There is diversity in caliber of the P1 segment of the PCAs and pComs. One edge of this diversity is the so-called fetal origin of the posterior cerebral artery, where the P1 segments may be hypoplastic and even invisible on vertebral angiography. The posterior communicating arteries and P1 segments give off the thalamoperforating arteries and thalamogeniculate arteries. Medial and lateral posterior choroidal arteries arise from the P2 segment and seem to be the main arterial feeders to Vein of Galen malformation or other arteriovenous malformations located in this area (Fig. 2.10a, b).

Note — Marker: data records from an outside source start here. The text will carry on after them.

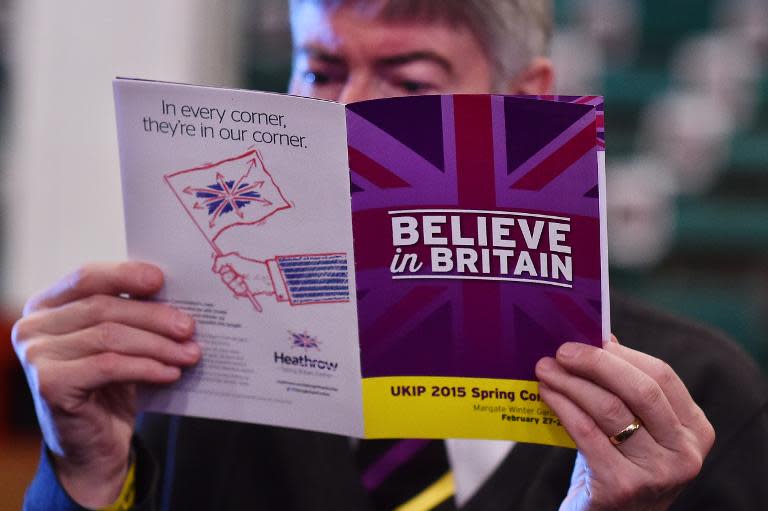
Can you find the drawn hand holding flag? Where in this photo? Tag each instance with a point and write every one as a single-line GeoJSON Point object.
{"type": "Point", "coordinates": [232, 192]}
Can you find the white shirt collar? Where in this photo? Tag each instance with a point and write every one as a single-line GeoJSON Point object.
{"type": "Point", "coordinates": [473, 462]}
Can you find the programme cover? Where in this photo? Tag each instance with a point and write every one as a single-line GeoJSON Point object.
{"type": "Point", "coordinates": [479, 247]}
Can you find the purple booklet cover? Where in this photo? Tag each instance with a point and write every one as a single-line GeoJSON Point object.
{"type": "Point", "coordinates": [479, 249]}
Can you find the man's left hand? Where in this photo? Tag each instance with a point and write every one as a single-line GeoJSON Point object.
{"type": "Point", "coordinates": [596, 393]}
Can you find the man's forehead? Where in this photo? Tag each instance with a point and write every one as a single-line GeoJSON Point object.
{"type": "Point", "coordinates": [349, 28]}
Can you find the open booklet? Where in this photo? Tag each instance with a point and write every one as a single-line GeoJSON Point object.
{"type": "Point", "coordinates": [388, 268]}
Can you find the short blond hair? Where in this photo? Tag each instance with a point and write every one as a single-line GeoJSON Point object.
{"type": "Point", "coordinates": [512, 32]}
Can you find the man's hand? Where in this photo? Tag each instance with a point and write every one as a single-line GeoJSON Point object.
{"type": "Point", "coordinates": [83, 347]}
{"type": "Point", "coordinates": [598, 392]}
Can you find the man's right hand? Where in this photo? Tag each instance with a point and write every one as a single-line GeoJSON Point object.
{"type": "Point", "coordinates": [83, 347]}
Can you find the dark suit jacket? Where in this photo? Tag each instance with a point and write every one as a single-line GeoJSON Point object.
{"type": "Point", "coordinates": [191, 464]}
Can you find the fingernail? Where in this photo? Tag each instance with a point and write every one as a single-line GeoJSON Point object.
{"type": "Point", "coordinates": [191, 348]}
{"type": "Point", "coordinates": [545, 365]}
{"type": "Point", "coordinates": [570, 350]}
{"type": "Point", "coordinates": [184, 323]}
{"type": "Point", "coordinates": [171, 372]}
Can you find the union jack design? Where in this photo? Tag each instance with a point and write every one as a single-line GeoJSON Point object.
{"type": "Point", "coordinates": [224, 196]}
{"type": "Point", "coordinates": [304, 340]}
{"type": "Point", "coordinates": [473, 153]}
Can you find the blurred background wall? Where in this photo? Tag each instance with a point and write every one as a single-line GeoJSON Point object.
{"type": "Point", "coordinates": [686, 86]}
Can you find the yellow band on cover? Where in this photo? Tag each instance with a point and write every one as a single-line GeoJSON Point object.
{"type": "Point", "coordinates": [434, 495]}
{"type": "Point", "coordinates": [127, 496]}
{"type": "Point", "coordinates": [457, 407]}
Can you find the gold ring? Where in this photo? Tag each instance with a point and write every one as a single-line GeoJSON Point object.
{"type": "Point", "coordinates": [624, 434]}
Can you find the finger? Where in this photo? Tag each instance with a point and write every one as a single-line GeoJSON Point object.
{"type": "Point", "coordinates": [131, 277]}
{"type": "Point", "coordinates": [153, 317]}
{"type": "Point", "coordinates": [221, 261]}
{"type": "Point", "coordinates": [94, 372]}
{"type": "Point", "coordinates": [639, 391]}
{"type": "Point", "coordinates": [241, 288]}
{"type": "Point", "coordinates": [606, 409]}
{"type": "Point", "coordinates": [679, 398]}
{"type": "Point", "coordinates": [112, 338]}
{"type": "Point", "coordinates": [228, 274]}
{"type": "Point", "coordinates": [589, 438]}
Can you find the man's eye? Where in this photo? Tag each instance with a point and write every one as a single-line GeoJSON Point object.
{"type": "Point", "coordinates": [316, 78]}
{"type": "Point", "coordinates": [414, 87]}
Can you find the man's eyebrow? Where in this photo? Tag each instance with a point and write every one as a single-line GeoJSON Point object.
{"type": "Point", "coordinates": [416, 56]}
{"type": "Point", "coordinates": [321, 55]}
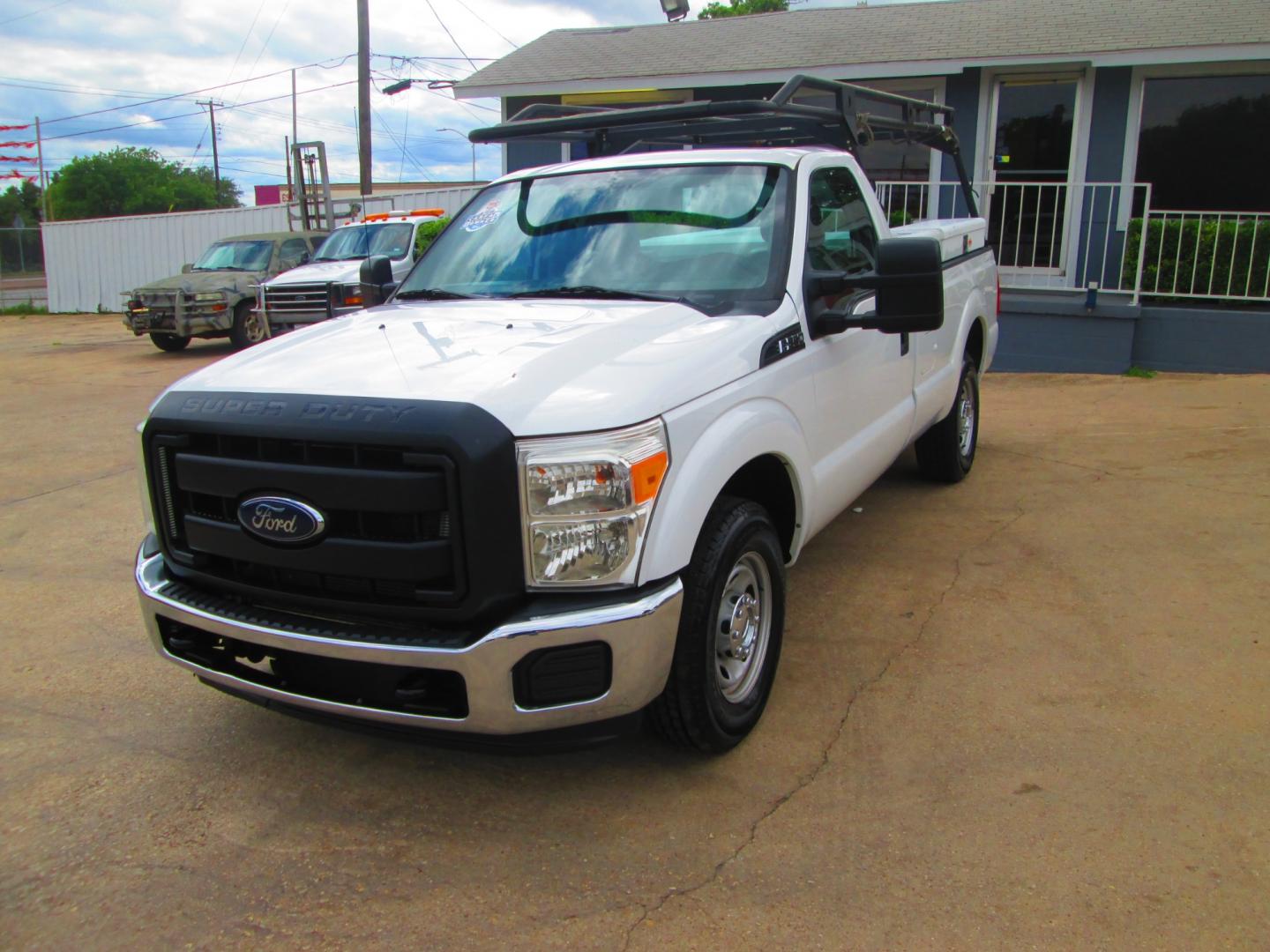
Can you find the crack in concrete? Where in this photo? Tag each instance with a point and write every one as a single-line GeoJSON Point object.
{"type": "Point", "coordinates": [811, 777]}
{"type": "Point", "coordinates": [1114, 475]}
{"type": "Point", "coordinates": [70, 485]}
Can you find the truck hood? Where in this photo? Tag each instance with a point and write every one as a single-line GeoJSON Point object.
{"type": "Point", "coordinates": [322, 271]}
{"type": "Point", "coordinates": [540, 367]}
{"type": "Point", "coordinates": [192, 282]}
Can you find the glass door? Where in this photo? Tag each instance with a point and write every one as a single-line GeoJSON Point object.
{"type": "Point", "coordinates": [1032, 170]}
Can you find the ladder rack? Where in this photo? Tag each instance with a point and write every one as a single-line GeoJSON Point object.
{"type": "Point", "coordinates": [744, 122]}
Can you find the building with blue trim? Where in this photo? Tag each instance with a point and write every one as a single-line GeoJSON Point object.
{"type": "Point", "coordinates": [1122, 152]}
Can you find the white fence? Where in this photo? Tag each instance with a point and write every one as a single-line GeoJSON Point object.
{"type": "Point", "coordinates": [90, 262]}
{"type": "Point", "coordinates": [1206, 256]}
{"type": "Point", "coordinates": [1062, 235]}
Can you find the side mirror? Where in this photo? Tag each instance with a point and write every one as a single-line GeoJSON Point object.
{"type": "Point", "coordinates": [376, 279]}
{"type": "Point", "coordinates": [909, 285]}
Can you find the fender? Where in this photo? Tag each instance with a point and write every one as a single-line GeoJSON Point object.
{"type": "Point", "coordinates": [716, 449]}
{"type": "Point", "coordinates": [935, 394]}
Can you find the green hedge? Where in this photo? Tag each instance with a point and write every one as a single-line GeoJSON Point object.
{"type": "Point", "coordinates": [1235, 254]}
{"type": "Point", "coordinates": [427, 234]}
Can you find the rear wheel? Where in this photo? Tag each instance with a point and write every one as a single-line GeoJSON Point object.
{"type": "Point", "coordinates": [249, 326]}
{"type": "Point", "coordinates": [169, 342]}
{"type": "Point", "coordinates": [730, 631]}
{"type": "Point", "coordinates": [945, 452]}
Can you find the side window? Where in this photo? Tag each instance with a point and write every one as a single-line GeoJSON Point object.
{"type": "Point", "coordinates": [841, 235]}
{"type": "Point", "coordinates": [292, 253]}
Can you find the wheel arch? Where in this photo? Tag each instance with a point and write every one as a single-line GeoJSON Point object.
{"type": "Point", "coordinates": [756, 450]}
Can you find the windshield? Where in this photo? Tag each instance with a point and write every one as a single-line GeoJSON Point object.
{"type": "Point", "coordinates": [365, 240]}
{"type": "Point", "coordinates": [710, 235]}
{"type": "Point", "coordinates": [235, 257]}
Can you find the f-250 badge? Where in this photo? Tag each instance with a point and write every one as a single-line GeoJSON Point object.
{"type": "Point", "coordinates": [279, 519]}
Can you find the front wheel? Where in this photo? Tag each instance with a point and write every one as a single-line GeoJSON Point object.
{"type": "Point", "coordinates": [945, 452]}
{"type": "Point", "coordinates": [730, 631]}
{"type": "Point", "coordinates": [249, 326]}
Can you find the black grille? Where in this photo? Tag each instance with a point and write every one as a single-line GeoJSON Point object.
{"type": "Point", "coordinates": [392, 517]}
{"type": "Point", "coordinates": [286, 300]}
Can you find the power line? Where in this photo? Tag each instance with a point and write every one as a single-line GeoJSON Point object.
{"type": "Point", "coordinates": [450, 34]}
{"type": "Point", "coordinates": [274, 26]}
{"type": "Point", "coordinates": [183, 115]}
{"type": "Point", "coordinates": [75, 92]}
{"type": "Point", "coordinates": [45, 9]}
{"type": "Point", "coordinates": [249, 31]}
{"type": "Point", "coordinates": [197, 92]}
{"type": "Point", "coordinates": [514, 46]}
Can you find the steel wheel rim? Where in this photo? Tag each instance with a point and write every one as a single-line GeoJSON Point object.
{"type": "Point", "coordinates": [743, 628]}
{"type": "Point", "coordinates": [254, 326]}
{"type": "Point", "coordinates": [966, 418]}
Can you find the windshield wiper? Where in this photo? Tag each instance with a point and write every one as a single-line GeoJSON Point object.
{"type": "Point", "coordinates": [430, 294]}
{"type": "Point", "coordinates": [596, 291]}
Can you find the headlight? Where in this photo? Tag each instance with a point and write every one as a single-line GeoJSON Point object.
{"type": "Point", "coordinates": [586, 504]}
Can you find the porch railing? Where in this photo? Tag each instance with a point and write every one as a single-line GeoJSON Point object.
{"type": "Point", "coordinates": [1080, 235]}
{"type": "Point", "coordinates": [1218, 256]}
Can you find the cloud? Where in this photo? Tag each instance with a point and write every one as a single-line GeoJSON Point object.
{"type": "Point", "coordinates": [100, 61]}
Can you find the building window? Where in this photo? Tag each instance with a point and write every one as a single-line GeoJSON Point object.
{"type": "Point", "coordinates": [1204, 143]}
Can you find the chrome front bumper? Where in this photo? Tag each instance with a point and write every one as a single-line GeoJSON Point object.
{"type": "Point", "coordinates": [640, 634]}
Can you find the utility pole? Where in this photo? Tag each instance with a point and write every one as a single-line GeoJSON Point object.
{"type": "Point", "coordinates": [43, 183]}
{"type": "Point", "coordinates": [363, 94]}
{"type": "Point", "coordinates": [216, 155]}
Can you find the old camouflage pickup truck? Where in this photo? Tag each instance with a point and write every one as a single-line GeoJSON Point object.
{"type": "Point", "coordinates": [215, 296]}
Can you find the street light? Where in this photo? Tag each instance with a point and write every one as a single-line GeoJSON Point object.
{"type": "Point", "coordinates": [675, 9]}
{"type": "Point", "coordinates": [446, 129]}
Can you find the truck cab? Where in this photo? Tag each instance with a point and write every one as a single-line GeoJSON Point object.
{"type": "Point", "coordinates": [557, 480]}
{"type": "Point", "coordinates": [329, 286]}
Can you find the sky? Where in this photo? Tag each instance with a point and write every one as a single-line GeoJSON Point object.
{"type": "Point", "coordinates": [86, 68]}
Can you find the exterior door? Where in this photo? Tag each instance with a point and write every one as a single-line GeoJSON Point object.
{"type": "Point", "coordinates": [863, 378]}
{"type": "Point", "coordinates": [1029, 198]}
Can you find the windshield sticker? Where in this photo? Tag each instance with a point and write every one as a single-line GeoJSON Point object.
{"type": "Point", "coordinates": [488, 215]}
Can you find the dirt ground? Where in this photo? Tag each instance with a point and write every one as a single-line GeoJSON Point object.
{"type": "Point", "coordinates": [1030, 711]}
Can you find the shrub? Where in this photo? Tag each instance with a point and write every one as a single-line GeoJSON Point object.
{"type": "Point", "coordinates": [1189, 257]}
{"type": "Point", "coordinates": [427, 234]}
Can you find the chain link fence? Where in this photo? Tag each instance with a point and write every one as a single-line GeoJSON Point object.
{"type": "Point", "coordinates": [22, 268]}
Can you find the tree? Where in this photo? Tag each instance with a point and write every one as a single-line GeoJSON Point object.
{"type": "Point", "coordinates": [20, 199]}
{"type": "Point", "coordinates": [133, 182]}
{"type": "Point", "coordinates": [742, 8]}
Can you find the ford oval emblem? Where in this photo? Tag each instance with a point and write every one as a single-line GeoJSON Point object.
{"type": "Point", "coordinates": [280, 519]}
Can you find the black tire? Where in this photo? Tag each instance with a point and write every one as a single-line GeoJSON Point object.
{"type": "Point", "coordinates": [945, 452]}
{"type": "Point", "coordinates": [249, 328]}
{"type": "Point", "coordinates": [713, 697]}
{"type": "Point", "coordinates": [172, 343]}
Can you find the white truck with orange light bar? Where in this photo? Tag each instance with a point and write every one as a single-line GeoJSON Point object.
{"type": "Point", "coordinates": [329, 286]}
{"type": "Point", "coordinates": [554, 481]}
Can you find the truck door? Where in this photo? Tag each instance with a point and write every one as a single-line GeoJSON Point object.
{"type": "Point", "coordinates": [863, 378]}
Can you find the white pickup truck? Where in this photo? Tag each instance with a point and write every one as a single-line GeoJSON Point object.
{"type": "Point", "coordinates": [329, 286]}
{"type": "Point", "coordinates": [557, 480]}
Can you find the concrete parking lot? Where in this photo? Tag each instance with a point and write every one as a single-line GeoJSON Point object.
{"type": "Point", "coordinates": [1030, 711]}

Temporal branches (anterior, posterior, inferior), parieto-occipital artery and calcarine artery, are cortical branches supplying a large part of the inferior surface of the temporal lobe and the medial surface of the occipital lobe, including the visual cortex.
Most clinically important anatomic variations of posterior circulation system include “fetal” arrangement of PCA, other persistent carotid-basilar anastomosis and symmetric or asymmetric caudal fusion of the tip of basilar artery. Other variants include hypoplastic or aplastic V4 segment and fenestrations of basilar artery.
Persistent carotid-basilar anastomoses are actually developmental connections between the anterior (carotid) and posterior (vertebrobasilar) circulation that may persist into adult life.
By far the most common and clinically important persistent carotid-basilar anastomosis is the presence of fetal type of posterior communicating artery (Figs. 2.11 and 2.12) [6]. In this case, practically the PCA comes from the ICA.
Its knowledge plays an important role in patients with Pcom aneurysms, where this vessel comes out of the aneurysmal sac. If this variation occurs, the neurointerventionist should definitely protect the fetal pcom, in order to avoid occipital lobe infarct (Fig. 2.13a–d). Another important clinical significance is that carotid pathology may cause a “posterior circulation” stroke (Fig. 2.14a–c).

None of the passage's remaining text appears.